“Though Truth might lean a little heavy on the feminism at times, it also contains the heart and soul of an authentic coming-of-age story that perfectly captures the essence of first love and the confusing emotions of growing up.”
Nina Oberon has now turned dreaded 16. Adorned with the government issued XVI wrist tattoo, Nina joins the ranks of thousands of other girls who are now marked as “legal” and who, in reality, often become targets of violent sex crimes. Lucky for Nina, her recent designation as a creative will provide the opportunity to move up in social status and, as an extra perk, allow her to adorn her mark to make it more original and bearable.
But with all that Nina has to deal with right now, falling prey to sexual deviants in the least of her problems. Caught with a frequency scrambler that blocks surveillance and allows conversation to be private, Nina’s grandfather has been imprisoned for being a NonCon sympathizer. Her grandmother is near death after suffering a heart attack brought on by stress. Someone has filed a writ against the family claiming they’re unfit to be caretakers, and they’ve been evicted from their home.
Her personal life isn’t faring any better. It seems Nina’s boyfriend Sal is on NonCon missions more than he’s around. Nina loves him, but he never seems to be there when she needs him most. To make matters worse, when he is around, he treats her like a helpless female who is unable to fend for herself, and in need of constant protection.
Though her best friend Wei’s family have welcomed the Oberons into their home, Nina can’t help but feel like she’s about to lose everything.
Yet Nina hasn’t forgotten where she comes from. Her mother was strong and courageous, giving her life to protect Nina and her younger sister Dee, while furthering the NonCon rebel cause that Nina’s father still leads. So when push comes to shove, the more the government tries to take from Nina, the more determined she is to fight.
Julia Karr’s sequel to XVI picks up where her debut left off. Fans of the first book will find themselves immersed once again in the iron-fisted spectacle that is Ms. Karr’s futuristic world: a world in which the blare and glare of nonstop advertisements—called verts—assault the senses 24/7; a place where 16-year-old girls are subjected to unspeakable acts and are easily identified by the tattoo on their wrists; and a venue in which the everpresent Big Brother is always watching and listening with unwavering intensity.

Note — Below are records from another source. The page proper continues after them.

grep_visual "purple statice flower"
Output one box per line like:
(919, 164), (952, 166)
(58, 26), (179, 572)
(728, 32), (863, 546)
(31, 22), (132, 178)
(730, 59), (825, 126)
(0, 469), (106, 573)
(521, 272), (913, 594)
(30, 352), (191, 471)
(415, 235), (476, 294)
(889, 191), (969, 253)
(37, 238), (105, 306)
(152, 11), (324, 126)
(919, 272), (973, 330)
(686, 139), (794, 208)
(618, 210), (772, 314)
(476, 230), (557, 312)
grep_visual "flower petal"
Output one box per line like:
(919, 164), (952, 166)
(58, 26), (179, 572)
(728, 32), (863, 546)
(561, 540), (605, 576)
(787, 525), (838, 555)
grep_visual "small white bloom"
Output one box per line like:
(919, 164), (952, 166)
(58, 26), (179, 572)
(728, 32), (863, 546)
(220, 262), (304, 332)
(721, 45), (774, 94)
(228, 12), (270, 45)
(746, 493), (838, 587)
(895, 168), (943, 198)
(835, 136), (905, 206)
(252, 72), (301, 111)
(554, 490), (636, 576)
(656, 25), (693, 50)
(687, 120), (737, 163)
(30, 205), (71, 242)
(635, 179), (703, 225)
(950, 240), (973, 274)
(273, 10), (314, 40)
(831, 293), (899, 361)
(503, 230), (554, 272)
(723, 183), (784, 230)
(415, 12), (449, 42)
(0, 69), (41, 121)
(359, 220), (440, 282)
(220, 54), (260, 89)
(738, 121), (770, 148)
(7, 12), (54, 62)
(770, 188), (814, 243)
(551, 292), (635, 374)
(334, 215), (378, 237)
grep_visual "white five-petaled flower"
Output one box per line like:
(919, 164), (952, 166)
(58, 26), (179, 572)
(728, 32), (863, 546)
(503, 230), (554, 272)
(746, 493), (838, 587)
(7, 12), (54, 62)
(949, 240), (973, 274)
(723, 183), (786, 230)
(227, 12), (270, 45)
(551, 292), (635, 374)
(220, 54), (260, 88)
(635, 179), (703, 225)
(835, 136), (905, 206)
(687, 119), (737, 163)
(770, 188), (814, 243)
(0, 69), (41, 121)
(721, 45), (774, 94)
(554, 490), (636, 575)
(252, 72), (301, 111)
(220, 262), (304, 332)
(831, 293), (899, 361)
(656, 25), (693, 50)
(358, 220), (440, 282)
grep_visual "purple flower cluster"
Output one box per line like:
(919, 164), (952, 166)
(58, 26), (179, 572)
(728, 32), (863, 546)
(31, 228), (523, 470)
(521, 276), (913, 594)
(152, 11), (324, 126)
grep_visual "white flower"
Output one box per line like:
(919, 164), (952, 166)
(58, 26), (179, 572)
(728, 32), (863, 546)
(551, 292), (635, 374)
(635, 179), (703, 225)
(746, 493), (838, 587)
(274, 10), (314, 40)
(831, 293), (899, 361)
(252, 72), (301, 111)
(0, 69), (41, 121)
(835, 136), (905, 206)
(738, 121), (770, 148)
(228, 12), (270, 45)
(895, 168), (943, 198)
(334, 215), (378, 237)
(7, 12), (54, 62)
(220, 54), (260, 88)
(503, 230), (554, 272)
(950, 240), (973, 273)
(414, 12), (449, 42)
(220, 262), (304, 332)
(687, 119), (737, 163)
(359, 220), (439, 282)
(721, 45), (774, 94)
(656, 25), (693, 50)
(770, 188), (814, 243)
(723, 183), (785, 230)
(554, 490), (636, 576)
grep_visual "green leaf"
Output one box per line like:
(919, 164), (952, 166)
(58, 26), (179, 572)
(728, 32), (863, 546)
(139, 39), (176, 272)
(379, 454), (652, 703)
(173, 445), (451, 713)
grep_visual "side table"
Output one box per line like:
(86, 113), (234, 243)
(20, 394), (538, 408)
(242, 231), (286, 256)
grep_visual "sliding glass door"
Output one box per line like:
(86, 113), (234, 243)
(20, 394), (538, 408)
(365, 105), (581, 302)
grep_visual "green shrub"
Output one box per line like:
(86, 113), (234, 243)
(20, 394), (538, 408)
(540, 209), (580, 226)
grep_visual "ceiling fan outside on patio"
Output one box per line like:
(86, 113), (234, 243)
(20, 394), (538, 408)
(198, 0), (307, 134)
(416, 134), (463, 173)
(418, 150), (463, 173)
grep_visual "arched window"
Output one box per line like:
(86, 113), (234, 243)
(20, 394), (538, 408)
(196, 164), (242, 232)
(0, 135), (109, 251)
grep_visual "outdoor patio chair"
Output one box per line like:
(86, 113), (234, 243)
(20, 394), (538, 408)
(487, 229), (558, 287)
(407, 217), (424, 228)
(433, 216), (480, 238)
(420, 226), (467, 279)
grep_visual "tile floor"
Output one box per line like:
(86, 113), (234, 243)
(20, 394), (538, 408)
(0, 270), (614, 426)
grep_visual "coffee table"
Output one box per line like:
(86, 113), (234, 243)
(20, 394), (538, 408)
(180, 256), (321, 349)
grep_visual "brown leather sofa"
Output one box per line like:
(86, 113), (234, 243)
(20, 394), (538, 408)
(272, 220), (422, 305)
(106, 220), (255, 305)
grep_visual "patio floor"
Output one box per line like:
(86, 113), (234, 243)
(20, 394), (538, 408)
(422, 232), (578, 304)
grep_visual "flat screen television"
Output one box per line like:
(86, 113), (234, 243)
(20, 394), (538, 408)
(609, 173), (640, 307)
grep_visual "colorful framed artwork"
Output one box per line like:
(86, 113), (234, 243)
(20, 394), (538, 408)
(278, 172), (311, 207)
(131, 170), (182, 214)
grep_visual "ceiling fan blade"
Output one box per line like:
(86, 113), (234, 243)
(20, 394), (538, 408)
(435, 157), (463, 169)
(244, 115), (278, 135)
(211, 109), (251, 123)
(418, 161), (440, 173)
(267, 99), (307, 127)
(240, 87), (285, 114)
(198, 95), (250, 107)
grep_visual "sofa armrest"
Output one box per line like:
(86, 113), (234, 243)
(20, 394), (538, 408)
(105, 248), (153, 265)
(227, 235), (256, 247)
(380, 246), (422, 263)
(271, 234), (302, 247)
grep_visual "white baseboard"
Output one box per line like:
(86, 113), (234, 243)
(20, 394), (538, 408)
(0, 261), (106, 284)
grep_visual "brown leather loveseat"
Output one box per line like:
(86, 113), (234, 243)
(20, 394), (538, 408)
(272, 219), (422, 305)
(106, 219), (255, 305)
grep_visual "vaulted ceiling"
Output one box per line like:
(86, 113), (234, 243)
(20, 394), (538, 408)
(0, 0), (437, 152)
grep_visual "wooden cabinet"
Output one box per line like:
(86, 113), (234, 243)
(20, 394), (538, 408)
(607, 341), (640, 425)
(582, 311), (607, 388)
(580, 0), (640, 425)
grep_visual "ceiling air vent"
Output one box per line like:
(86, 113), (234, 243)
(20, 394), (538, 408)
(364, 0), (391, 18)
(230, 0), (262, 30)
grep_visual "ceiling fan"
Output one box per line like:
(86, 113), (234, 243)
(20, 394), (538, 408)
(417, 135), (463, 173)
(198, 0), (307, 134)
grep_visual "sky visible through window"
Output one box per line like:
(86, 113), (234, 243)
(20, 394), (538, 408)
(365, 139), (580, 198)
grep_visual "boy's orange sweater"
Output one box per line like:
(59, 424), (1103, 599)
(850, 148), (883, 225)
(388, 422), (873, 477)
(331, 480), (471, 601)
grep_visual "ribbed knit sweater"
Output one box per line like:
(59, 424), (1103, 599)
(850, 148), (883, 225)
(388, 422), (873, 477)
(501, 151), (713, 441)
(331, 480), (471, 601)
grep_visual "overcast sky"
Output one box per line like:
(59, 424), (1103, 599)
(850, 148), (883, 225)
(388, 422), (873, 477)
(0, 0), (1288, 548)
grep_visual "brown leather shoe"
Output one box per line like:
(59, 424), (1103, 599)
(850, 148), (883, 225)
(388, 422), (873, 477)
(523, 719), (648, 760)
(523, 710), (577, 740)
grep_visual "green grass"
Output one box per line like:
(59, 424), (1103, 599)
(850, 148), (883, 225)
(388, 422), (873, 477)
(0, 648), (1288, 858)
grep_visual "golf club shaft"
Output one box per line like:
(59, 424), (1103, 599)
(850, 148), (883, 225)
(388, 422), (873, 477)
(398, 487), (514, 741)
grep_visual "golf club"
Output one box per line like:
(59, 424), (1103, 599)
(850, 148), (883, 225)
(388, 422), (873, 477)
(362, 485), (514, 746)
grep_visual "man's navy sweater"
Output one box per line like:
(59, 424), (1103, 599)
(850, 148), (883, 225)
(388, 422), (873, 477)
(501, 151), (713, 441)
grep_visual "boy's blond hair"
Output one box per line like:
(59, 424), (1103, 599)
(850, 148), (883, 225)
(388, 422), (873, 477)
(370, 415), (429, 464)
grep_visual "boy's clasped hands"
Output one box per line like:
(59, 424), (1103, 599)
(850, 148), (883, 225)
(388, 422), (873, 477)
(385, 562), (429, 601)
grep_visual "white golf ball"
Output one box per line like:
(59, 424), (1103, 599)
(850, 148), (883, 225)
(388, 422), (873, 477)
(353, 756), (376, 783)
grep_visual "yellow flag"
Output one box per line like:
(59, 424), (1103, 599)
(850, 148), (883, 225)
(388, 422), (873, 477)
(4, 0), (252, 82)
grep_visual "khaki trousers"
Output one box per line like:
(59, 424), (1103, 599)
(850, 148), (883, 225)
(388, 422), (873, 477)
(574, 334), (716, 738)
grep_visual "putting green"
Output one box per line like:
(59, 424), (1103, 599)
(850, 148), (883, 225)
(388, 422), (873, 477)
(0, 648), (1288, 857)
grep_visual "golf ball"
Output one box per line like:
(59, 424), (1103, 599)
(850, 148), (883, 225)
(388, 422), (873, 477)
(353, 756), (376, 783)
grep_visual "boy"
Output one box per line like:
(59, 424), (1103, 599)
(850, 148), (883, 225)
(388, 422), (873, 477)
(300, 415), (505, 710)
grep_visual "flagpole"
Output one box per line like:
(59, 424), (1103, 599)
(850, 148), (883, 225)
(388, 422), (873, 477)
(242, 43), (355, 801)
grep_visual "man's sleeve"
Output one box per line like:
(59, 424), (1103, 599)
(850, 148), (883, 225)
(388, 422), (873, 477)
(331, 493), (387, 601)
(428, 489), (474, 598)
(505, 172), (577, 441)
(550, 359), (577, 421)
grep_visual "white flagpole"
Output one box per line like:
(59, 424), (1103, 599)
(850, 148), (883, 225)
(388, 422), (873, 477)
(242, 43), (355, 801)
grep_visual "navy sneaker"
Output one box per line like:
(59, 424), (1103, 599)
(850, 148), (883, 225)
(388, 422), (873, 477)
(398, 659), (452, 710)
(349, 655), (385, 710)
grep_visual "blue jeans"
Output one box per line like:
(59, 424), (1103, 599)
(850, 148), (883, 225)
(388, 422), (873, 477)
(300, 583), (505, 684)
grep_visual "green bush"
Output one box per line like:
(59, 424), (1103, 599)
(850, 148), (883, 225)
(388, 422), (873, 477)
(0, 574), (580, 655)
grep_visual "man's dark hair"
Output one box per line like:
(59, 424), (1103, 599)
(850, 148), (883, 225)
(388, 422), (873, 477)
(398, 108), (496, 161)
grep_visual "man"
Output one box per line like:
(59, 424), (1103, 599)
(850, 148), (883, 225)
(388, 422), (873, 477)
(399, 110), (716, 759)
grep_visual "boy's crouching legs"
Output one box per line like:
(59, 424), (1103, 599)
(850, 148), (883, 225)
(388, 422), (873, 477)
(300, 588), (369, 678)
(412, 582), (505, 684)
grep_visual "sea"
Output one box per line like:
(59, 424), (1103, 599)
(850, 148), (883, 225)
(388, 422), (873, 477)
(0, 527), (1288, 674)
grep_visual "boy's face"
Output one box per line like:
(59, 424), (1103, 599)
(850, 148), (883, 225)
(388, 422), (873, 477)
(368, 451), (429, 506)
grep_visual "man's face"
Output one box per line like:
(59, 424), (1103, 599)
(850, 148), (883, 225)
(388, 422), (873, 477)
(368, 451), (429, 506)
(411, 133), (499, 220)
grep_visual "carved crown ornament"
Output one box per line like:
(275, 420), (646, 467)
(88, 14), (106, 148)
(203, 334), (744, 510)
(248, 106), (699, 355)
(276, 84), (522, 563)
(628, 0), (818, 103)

Ms. Karr does a good job of character development, allowing hers to evolve and mature. Nina is such a compelling and positive role model who is definitely coming into her own. Despite constantly being barraged with sexy advertising, she refuses to be the stereotypical “sex-teen” or to confirm to society’s warped ideals.
Once again Ms. Karr’s strong voice and captivating prose move the story forward in a well-paced progression that transitions her sophomore effort into the perfect position to begin its decent into the third installment.
Julia Karr does an excellent job of providing a contented sense of justice and satisfying closure of previous story lines, while opening new doors to the excitement and anticipation of unexplored adventures.
Though Truth might lean a little heavy on the feminism at times, it also contains the heart and soul of an authentic coming-of-age story that perfectly captures the essence of first love and the confusing emotions of growing up.